Food for Thought
On reading labels…
If ingredients are so hard to pronounce
that you can’t get your tongue around
them, then chances are good
that this isn’t food
and it doesn’t belong in your mouth.
#132
On reading labels…
If ingredients are so hard to pronounce
that you can’t get your tongue around
them, then chances are good
that this isn’t food
and it doesn’t belong in your mouth.
#132
The scarlet letter of shame today
is not an “A”.
It’s the “S” painted on the shaker of salt
that’s at fault.
The salt shaker top is littered with holes,
it’s hard to control
the amount of salt that hits your food
and you overdo
because salt is teeny and hard to see,
it’s pale and wee.
Not like pepper that is easy to see
and makes you sneeze.
Though pepper lives in a shaker too
the holes are few.
And though pepper is safer than salt they say
this is the way
we traditionally think our seasonings should be
but it seems
pepper should be in the shaker marked “S”
(for ‘Safe’, I guess.)
And salt should be kept in the one marked “P”
’cause it seems to me,
since we know too much salt is bad for us –
“P” for ‘Perilous’.
#248
The slippery slope, diet-arily,
is greased with butter apparently
so now we’ve switched to tubs of some kind of margarine
something that isn’t really butter at all
it’s got no trans-fats or cholesterol
but it comes in a round plastic tub, to my chagrin.

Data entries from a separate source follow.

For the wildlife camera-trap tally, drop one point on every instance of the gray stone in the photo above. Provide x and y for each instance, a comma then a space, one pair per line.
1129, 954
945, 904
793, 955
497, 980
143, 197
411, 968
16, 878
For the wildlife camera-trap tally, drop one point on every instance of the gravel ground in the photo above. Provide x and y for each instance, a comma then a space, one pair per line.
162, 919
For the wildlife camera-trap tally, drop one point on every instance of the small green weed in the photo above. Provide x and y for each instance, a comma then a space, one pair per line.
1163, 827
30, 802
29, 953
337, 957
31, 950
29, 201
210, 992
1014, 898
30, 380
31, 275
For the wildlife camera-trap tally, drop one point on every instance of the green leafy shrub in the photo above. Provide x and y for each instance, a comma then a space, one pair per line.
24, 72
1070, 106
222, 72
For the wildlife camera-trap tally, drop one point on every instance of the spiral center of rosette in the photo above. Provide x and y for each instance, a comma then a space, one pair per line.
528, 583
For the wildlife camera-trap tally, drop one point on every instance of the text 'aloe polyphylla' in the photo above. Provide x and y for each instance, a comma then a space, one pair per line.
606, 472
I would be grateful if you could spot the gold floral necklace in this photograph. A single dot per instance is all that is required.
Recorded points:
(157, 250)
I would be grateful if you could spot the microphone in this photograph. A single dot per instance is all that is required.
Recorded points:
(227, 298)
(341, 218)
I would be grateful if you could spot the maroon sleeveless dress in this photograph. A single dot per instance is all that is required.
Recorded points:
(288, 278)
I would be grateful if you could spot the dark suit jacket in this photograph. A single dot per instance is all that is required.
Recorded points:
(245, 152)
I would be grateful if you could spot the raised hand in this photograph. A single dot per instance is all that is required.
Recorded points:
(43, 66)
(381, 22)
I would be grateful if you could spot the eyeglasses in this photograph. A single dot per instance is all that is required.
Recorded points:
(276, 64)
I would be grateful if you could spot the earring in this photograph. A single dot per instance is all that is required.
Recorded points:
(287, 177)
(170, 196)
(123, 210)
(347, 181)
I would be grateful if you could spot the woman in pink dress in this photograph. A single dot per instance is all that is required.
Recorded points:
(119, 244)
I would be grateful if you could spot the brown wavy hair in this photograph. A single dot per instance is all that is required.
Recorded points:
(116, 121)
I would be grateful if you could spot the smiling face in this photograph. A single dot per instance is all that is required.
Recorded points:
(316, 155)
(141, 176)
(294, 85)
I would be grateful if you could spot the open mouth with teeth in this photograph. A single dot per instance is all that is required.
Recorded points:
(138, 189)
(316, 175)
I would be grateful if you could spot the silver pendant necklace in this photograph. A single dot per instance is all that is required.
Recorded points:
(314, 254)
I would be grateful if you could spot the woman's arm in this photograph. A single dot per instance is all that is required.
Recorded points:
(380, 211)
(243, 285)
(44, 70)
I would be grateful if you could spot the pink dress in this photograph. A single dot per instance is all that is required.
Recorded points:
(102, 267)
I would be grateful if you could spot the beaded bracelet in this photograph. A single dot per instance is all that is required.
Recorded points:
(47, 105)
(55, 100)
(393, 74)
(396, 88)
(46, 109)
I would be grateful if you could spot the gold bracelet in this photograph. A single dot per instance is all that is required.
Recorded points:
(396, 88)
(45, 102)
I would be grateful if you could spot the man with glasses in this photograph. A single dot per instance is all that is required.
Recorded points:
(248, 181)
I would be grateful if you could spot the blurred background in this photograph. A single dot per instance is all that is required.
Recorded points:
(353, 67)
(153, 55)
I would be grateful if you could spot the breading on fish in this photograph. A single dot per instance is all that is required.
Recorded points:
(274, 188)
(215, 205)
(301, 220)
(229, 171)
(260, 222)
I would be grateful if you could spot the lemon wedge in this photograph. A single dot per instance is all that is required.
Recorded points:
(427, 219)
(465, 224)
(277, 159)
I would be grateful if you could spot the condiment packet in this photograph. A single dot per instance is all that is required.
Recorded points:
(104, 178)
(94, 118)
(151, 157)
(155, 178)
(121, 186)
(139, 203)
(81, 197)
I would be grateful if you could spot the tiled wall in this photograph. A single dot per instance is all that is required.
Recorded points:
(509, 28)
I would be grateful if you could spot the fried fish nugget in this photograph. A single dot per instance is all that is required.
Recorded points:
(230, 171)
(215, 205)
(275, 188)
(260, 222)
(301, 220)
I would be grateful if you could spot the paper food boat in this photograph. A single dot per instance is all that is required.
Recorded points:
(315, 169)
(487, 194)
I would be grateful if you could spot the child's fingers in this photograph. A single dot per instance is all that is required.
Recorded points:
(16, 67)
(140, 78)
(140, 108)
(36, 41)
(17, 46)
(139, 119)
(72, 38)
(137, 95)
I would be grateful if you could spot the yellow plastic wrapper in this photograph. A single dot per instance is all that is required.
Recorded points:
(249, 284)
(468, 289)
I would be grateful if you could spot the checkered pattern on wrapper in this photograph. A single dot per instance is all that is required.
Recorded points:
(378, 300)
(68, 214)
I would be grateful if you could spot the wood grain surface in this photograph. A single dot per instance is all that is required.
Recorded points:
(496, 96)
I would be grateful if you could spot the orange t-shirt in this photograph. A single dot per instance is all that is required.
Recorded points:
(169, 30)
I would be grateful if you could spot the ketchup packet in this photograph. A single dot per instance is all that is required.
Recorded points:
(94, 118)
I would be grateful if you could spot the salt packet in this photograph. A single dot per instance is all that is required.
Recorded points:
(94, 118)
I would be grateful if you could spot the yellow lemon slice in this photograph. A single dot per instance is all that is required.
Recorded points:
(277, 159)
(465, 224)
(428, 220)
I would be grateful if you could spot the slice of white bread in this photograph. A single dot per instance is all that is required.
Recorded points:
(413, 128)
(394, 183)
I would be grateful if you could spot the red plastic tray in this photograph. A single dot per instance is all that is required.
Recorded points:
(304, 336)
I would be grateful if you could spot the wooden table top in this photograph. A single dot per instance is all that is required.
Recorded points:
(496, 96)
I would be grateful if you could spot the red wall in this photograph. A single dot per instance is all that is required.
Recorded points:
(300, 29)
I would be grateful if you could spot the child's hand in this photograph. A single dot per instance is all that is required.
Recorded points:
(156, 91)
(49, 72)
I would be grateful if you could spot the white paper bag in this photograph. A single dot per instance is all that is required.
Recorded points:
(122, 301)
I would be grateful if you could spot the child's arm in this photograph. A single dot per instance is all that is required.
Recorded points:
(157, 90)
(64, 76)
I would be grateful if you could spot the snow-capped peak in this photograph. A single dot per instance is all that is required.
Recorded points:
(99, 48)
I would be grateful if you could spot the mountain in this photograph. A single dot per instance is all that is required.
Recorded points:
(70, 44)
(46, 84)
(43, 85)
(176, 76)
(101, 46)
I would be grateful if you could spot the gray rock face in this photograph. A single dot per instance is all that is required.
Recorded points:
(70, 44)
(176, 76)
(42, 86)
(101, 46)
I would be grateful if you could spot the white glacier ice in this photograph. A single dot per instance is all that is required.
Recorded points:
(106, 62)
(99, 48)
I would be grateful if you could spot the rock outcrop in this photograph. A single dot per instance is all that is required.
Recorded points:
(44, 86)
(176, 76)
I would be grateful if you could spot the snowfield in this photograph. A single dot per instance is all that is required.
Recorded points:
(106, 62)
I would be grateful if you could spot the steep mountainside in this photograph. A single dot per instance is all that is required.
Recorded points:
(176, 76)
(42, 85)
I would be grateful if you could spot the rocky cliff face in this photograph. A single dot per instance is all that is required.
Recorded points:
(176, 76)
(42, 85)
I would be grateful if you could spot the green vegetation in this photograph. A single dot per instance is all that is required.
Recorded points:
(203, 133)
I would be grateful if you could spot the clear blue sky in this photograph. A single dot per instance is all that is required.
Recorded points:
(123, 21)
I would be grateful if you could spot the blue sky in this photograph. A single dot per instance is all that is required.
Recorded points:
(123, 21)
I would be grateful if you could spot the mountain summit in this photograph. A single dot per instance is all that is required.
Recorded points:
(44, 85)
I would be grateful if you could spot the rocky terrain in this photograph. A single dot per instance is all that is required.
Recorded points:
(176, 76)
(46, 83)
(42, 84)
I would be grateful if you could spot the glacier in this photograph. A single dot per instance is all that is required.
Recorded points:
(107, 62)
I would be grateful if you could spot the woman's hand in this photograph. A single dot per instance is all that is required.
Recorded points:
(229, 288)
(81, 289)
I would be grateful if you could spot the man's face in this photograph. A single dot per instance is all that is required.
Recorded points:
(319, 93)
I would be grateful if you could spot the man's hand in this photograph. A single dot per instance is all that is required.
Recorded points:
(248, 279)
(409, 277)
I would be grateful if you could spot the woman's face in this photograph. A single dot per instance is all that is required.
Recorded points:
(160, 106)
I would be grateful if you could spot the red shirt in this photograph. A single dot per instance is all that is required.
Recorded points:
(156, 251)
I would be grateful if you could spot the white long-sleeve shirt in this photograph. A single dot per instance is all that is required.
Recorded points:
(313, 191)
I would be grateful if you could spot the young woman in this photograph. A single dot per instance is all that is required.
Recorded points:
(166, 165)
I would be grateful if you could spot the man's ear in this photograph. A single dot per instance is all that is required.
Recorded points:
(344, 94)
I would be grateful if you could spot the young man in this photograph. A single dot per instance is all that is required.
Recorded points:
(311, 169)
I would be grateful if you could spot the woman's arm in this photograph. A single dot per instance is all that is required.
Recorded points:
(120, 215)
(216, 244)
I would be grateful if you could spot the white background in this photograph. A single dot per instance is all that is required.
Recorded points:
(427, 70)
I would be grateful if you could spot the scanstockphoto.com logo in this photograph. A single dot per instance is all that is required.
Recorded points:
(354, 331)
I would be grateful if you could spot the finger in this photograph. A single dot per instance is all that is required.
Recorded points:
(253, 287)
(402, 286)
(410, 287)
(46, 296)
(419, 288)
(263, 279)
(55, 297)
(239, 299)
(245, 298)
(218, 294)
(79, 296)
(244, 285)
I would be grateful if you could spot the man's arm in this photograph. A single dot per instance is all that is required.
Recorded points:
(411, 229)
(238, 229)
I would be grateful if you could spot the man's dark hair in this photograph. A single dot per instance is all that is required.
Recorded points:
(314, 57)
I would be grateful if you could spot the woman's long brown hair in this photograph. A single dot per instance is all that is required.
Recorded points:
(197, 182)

‘cause in every fridge with their racks and drawers
there’s a wee compartment with a flippy door
where you keep your block of butter all cool and sweet
but the tub won’t fit where the butter once dwelt
and if you leave it on the counter it kinda melts
into separate unappetizing puddles of muck and grease.
So I keep it in the fridge, with the low fat cheese
and the fruits and veggies and all that wheeze
that’ll make me live longer and enjoy life more
but as full as my refrigerator every gets
There’s just one space where nothing sets
‘cause nothing but butter fits behind a flippy-door.
#247
A soft boiled egg perched in a cup
with a jaunty, hand knit cap on top
and buttered toast cut into strips
to dunk so you didn’t miss a bit
of the bright yellow yolk
so smooth and delicious
who knew that eggs
could be so malicious
as to hide the fiend cholesterol
that would lead to a dietary fall
from grace. All I can say is “Crap,
now what’ll I do with the jaunty cap?”
#246
Breakfast is the most important meal of the day
That is what the diet gurus and the doctors say.
It’s also where the two diverge and no one can agree
on whether 2 or 5 more meals are what is good for me.
Some say browse, some say graze, but I’m not a deer or cow
Some say six small meals beats three squares, anyhow
it’s not just the carbs that are complex in this equation
breakfast, lunch, and supper are now planned like an invasion
with several stops for healthy snacks, like yogurt, fruit, or veg
I’ve eaten enough foliage today to build a hedge.
Cut salt (which is the only thing that makes a hedge edible).
Cut fat and cholesterol. It really is incredible
how overwhelming meal planning’s suddenly become
With his and hers requirements and taboos, it’s no fun
and if perchance we happen, on something that tastes good
that both of us can eat with impunity we would
eat it so darn often that we’d tire of its charms
so back into the dietary fray, we take up arms
and forge ahead though meal planning’s getting to be a bore
Just put it in a pill, I don’t want to cook no more.